Eric Smith gleicht mit einem Traumtor aus
Den Kracher des Abends zündete aber Smith, der den Ball in der 78. Minute aus mehr als 20 Metern mit rechts in die Maschen des Dortmunder Tores hämmerte, die St. Pauli-Fans in Ekstase versetzte und alles, was Gelb-Schwarz trug – Gegner auf dem Rasen eingeschlossen – in Schockstarre versetzte. Der 1:1-Ausgleich kam zu dieser Phase überraschend, denn die Hamburger hatten etwas die Ordnung verloren und der BVB war dem zweiten Tor näher gewesen, was Vasilj mehrfach verhinderte.
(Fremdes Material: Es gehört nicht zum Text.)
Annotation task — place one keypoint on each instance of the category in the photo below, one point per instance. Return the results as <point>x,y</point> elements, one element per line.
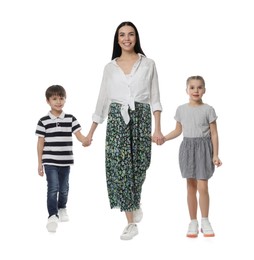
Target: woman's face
<point>127,38</point>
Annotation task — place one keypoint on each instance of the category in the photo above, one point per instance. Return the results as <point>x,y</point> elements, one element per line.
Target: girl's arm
<point>215,143</point>
<point>157,137</point>
<point>175,133</point>
<point>40,146</point>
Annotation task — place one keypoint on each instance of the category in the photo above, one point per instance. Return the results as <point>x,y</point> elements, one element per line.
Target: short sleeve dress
<point>196,152</point>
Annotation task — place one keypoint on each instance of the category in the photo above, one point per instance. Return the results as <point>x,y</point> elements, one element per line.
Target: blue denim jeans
<point>58,187</point>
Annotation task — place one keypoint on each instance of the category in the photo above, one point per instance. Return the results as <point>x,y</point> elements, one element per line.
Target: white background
<point>68,43</point>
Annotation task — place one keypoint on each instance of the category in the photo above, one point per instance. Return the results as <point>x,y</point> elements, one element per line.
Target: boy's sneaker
<point>52,223</point>
<point>193,229</point>
<point>63,216</point>
<point>129,232</point>
<point>206,228</point>
<point>137,215</point>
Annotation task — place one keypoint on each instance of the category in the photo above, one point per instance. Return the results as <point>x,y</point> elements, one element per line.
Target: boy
<point>55,155</point>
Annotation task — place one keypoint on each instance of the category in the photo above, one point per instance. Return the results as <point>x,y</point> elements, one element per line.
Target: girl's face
<point>195,90</point>
<point>56,103</point>
<point>127,38</point>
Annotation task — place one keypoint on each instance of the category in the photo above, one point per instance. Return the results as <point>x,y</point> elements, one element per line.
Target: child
<point>198,152</point>
<point>55,153</point>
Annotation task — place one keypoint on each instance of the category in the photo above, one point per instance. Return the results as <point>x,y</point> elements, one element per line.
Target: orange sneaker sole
<point>207,235</point>
<point>192,236</point>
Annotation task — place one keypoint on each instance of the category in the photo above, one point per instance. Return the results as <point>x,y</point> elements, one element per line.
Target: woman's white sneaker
<point>129,232</point>
<point>192,229</point>
<point>206,228</point>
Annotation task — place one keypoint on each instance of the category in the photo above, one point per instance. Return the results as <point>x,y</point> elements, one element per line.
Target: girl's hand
<point>87,141</point>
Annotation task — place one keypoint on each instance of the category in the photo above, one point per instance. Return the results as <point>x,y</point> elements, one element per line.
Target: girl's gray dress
<point>196,153</point>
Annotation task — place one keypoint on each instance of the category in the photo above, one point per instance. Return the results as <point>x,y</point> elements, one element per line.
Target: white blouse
<point>141,85</point>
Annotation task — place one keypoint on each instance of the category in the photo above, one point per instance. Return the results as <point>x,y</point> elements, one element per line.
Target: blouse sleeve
<point>102,106</point>
<point>155,92</point>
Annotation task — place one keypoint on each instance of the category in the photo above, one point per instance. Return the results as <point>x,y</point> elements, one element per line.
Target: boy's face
<point>56,103</point>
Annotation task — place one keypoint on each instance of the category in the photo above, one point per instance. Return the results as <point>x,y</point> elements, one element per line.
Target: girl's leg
<point>203,197</point>
<point>192,198</point>
<point>206,227</point>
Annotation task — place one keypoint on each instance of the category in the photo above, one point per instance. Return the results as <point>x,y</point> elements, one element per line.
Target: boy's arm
<point>80,136</point>
<point>175,133</point>
<point>40,146</point>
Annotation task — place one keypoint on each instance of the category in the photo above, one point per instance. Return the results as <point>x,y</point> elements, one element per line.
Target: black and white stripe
<point>58,143</point>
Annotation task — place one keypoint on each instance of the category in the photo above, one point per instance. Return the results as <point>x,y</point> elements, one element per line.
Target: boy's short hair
<point>55,90</point>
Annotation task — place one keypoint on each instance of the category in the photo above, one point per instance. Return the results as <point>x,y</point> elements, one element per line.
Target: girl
<point>198,152</point>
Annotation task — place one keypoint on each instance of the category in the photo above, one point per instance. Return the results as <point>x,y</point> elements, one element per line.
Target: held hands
<point>87,141</point>
<point>158,138</point>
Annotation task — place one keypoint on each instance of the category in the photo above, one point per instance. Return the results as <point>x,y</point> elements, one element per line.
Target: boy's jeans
<point>58,187</point>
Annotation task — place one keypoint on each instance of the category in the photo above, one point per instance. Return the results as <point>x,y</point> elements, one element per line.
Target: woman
<point>129,91</point>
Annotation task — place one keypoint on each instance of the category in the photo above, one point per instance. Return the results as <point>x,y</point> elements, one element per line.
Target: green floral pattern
<point>128,155</point>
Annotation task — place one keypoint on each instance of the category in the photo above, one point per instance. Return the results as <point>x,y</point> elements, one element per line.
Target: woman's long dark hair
<point>117,51</point>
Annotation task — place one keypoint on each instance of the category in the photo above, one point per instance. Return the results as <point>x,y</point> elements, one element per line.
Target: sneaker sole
<point>127,238</point>
<point>207,235</point>
<point>52,227</point>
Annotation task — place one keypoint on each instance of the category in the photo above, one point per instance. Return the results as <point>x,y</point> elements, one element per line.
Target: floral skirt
<point>128,155</point>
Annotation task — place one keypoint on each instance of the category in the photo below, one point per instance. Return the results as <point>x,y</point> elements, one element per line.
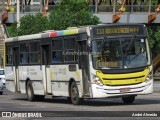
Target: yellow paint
<point>123,76</point>
<point>51,75</point>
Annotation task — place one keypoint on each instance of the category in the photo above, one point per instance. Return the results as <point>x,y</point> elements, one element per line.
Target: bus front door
<point>84,66</point>
<point>46,68</point>
<point>15,68</point>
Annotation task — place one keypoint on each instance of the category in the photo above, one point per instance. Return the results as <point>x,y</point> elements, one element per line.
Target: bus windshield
<point>120,53</point>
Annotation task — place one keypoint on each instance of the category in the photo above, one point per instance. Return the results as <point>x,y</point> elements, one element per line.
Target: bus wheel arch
<point>29,91</point>
<point>74,92</point>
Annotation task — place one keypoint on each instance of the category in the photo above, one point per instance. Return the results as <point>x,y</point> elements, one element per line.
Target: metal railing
<point>94,9</point>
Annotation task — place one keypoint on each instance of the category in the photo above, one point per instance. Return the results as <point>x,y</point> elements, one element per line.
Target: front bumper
<point>115,91</point>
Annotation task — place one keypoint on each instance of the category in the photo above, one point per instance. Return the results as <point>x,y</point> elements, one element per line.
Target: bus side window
<point>57,51</point>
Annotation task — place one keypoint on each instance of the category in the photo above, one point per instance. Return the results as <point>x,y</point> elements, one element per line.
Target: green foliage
<point>66,14</point>
<point>71,13</point>
<point>32,24</point>
<point>12,30</point>
<point>154,38</point>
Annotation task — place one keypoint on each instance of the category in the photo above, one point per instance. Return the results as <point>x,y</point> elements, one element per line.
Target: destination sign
<point>118,29</point>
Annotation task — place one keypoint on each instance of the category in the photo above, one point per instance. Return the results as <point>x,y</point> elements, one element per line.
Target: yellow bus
<point>98,61</point>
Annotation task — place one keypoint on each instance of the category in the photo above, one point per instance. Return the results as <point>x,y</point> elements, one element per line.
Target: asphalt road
<point>60,108</point>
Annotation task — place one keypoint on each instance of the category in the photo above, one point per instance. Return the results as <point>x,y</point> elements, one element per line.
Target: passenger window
<point>24,56</point>
<point>57,46</point>
<point>70,50</point>
<point>34,53</point>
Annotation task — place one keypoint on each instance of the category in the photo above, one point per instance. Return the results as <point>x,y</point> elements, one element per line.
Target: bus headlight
<point>149,76</point>
<point>96,80</point>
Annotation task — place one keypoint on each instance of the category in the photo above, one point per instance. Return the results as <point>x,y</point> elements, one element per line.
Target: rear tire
<point>128,99</point>
<point>74,94</point>
<point>30,93</point>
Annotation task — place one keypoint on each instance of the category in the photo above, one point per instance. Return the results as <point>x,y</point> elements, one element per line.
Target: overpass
<point>132,13</point>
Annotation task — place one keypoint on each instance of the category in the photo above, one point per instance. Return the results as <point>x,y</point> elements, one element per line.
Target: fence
<point>94,9</point>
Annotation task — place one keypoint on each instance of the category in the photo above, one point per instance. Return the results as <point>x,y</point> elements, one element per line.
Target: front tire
<point>30,93</point>
<point>128,99</point>
<point>74,94</point>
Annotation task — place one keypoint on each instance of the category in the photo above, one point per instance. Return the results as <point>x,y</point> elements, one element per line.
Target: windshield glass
<point>1,72</point>
<point>119,53</point>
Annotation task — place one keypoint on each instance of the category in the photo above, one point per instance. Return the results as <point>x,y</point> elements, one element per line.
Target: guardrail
<point>94,9</point>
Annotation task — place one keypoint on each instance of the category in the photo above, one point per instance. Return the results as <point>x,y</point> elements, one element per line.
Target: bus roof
<point>47,34</point>
<point>70,31</point>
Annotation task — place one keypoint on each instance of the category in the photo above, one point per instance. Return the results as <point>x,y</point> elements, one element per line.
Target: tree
<point>69,13</point>
<point>72,13</point>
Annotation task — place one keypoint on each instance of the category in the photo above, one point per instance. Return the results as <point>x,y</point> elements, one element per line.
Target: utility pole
<point>18,13</point>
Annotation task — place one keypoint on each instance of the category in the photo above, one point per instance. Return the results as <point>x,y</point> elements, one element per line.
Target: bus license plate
<point>125,89</point>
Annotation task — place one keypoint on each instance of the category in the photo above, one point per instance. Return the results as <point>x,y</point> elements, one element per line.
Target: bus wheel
<point>30,94</point>
<point>74,94</point>
<point>128,99</point>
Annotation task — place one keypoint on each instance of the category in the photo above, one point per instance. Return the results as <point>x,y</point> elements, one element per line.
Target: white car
<point>2,81</point>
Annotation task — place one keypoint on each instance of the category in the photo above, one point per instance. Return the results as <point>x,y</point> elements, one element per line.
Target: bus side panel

Das braun-weiße Stimmungshoch und die Hoffnung auf einen Punktgewinn, der ein echter Coup gewesen wäre, währte nicht lange. Fünf Minuten später köpfte ein sträflich am langen Pfosten allein gelassener Guirassy zur erneuten Führung der Gastgeber ein (83.). Mets war nur in der Nähe, nicht dran.
Guirassy mit dem 2:1, Dzwigala mit der Ausgleichschance
In der Schlussphase warf St. Pauli alles nach vorne, hatte noch eine große Chance durch den eingewechselten Dzwigala, wurde aber nicht belohnt. Schade. Da war auf jeden Fall ein Punkt und damit ein großes Erfolgserlebnis drin für die Kiezkicker, die von ihren Fans nach dem Schlusspfiff lautstark gefeiert wurden.
„Am Ende die Chance von Adam noch mal zum 2:2, da hätte man verdient noch mehr mitnehmen können“, haderte auch Stürmer Johannes Eggestein. Coach Blessin befand zurecht: „Das war natürlich ein Riesending nochmal. Grundsätzlich können wir mit der Leistung zufrieden sein. Da können wir uns jetzt nichts dafür kaufen, aber das ist genau das, was wir in Dortmund wollten.”